Had the subroutine’s first instruction landed anywhere else in the cache line, being one clock early wouldn’t have mattered–since those locations would’ve already been filled by the cache logic at that point. This particular location in the cache line made this appear to be one of those “phantom” bugs–bugs that manifest at some times but not at others. It also made it harder to discover–as discussed above.

So let’s go back through those symptoms and explain what happened, shall we?

  1. We just explained why the bus error took place–the stack pointer never got updated, and so the program tried to write off the end of memory.

  2. Although the SUB 16,SP instruction was present in the code, the prefetch returned a no operation instruction (NOOP) to the CPU, so this subtract was never executed–leaving the stack pointer pointing to the end of memory.

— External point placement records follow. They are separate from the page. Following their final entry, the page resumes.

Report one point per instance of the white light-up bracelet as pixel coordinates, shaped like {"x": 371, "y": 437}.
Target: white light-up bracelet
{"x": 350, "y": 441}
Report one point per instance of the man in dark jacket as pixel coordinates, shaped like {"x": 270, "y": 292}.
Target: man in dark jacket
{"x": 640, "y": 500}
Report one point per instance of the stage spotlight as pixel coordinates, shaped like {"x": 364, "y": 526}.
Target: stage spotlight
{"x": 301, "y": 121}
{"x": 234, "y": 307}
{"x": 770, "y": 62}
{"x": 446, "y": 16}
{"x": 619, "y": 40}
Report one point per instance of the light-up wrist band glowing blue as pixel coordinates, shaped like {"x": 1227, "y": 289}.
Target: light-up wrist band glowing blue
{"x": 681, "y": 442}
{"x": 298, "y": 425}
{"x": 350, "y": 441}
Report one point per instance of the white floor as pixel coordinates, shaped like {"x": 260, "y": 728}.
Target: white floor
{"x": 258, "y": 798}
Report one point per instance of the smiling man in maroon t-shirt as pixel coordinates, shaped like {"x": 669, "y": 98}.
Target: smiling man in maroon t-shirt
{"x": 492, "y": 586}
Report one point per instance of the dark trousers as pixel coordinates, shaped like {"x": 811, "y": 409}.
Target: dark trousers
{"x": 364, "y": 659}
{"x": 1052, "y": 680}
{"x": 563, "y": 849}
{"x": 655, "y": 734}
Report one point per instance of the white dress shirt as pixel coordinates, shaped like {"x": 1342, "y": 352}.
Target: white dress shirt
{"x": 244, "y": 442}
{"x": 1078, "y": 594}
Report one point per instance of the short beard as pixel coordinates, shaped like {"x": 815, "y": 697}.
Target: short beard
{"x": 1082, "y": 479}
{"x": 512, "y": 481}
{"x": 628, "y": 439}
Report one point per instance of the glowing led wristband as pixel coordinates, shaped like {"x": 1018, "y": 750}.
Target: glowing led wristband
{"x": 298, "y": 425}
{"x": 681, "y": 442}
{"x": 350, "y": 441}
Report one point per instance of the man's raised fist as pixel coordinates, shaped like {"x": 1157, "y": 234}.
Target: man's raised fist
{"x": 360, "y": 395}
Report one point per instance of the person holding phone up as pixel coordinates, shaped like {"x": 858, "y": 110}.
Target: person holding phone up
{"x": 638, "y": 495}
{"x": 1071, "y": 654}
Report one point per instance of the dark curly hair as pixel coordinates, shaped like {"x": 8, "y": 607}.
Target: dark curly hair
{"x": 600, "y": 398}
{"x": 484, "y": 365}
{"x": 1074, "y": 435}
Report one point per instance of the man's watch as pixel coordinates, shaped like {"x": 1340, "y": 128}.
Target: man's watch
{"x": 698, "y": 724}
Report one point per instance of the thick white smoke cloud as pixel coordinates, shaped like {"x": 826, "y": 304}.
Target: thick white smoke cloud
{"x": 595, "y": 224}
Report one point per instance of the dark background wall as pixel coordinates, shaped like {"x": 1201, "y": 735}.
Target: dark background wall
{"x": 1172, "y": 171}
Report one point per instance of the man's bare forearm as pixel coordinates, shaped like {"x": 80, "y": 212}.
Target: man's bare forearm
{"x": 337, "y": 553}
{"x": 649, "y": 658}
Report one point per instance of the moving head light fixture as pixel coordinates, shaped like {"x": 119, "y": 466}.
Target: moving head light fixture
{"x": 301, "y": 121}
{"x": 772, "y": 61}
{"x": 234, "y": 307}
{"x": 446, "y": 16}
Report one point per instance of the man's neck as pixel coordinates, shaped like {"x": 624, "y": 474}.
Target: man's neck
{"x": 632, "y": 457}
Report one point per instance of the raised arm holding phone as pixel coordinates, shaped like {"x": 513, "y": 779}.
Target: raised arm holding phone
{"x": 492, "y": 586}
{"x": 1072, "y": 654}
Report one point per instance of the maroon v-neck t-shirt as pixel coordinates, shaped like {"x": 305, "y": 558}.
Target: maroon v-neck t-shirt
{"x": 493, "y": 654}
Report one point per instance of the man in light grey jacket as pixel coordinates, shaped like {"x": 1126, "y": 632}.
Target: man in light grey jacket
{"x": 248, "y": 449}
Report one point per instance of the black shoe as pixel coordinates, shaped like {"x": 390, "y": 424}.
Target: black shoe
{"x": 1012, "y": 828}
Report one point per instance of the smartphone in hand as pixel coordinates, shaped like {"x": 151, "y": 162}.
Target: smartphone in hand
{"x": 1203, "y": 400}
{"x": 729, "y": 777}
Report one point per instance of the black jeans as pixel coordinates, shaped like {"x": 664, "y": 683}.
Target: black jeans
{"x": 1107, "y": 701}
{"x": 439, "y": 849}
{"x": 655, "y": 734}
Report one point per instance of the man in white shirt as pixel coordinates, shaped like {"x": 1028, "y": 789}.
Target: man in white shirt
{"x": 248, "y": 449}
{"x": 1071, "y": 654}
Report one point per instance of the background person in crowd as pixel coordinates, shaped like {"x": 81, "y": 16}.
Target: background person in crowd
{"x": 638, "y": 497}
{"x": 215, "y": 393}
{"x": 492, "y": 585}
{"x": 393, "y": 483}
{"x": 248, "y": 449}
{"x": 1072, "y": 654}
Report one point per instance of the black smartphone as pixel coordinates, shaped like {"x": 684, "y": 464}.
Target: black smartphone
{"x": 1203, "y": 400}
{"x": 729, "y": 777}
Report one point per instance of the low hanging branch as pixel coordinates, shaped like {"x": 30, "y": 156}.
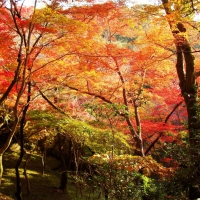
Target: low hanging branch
{"x": 51, "y": 103}
{"x": 166, "y": 120}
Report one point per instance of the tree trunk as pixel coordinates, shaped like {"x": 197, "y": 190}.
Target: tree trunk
{"x": 64, "y": 174}
{"x": 189, "y": 91}
{"x": 1, "y": 167}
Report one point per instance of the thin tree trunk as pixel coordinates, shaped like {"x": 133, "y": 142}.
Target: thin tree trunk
{"x": 26, "y": 176}
{"x": 189, "y": 91}
{"x": 1, "y": 167}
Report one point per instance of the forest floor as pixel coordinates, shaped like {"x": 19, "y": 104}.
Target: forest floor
{"x": 43, "y": 187}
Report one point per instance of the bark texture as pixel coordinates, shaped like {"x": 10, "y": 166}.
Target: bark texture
{"x": 185, "y": 67}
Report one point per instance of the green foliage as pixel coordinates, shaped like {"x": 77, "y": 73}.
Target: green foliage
{"x": 98, "y": 140}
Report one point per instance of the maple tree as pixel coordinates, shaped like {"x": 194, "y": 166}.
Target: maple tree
{"x": 107, "y": 69}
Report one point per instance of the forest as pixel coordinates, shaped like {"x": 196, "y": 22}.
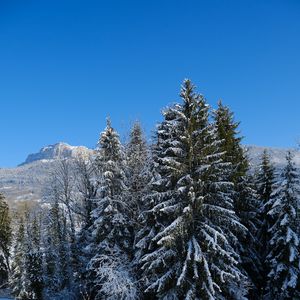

  3. The debugger never had a problem because it it operated at a much slower speed than the CPU was capable of operating. This gave the CPU in single stepping mode enough time to load the cache before trying to read from the last address in the cache line.

  4. If I placed another instruction anywhere before the subtract in the program’s instruction stream, then the SUB 16,SP instruction would no longer be the last element in a cache line, and there wouldn’t be any timing error.

  5. If I restarted the computer after this failure, the SUB 16,SP instruction would already be in the cache. Hence, when the prefetch declared the instruction to be valid one clock too early, it would still read what was in the cache from the last time, i.e. the SUB 16,SP instruction.

    That the CPU then failed somewhere else should come as no surprise, when there is a bug of this type within its code.

This bug was so strange, and so different, that I though it would be fun to share here. I hope you enjoyed it.

Lessons Learned

So what are some of the lessons I learned from this bug?

  1. I learned the value of the simulator. Traces taken using the wishbone scope just didn’t have enough information within them to permit me to recognize the bug quickly.

  2. I (re)learned the fact that not all test benches will catch all bugs.. This bug was not caught by my prefetch testbench.

  3. I learned to place several cache testing pieces of code into my CPU testing program. As a result, were this bug ever to show again, I’d detect it early on.

  4. Even after all of this, I never quite trusted my prefetch and cache code until some time later when I formally proved that it worked.

Perhaps you’d like to see that formal proof? I’d love to share it! However, that will have to wait for another day and another post.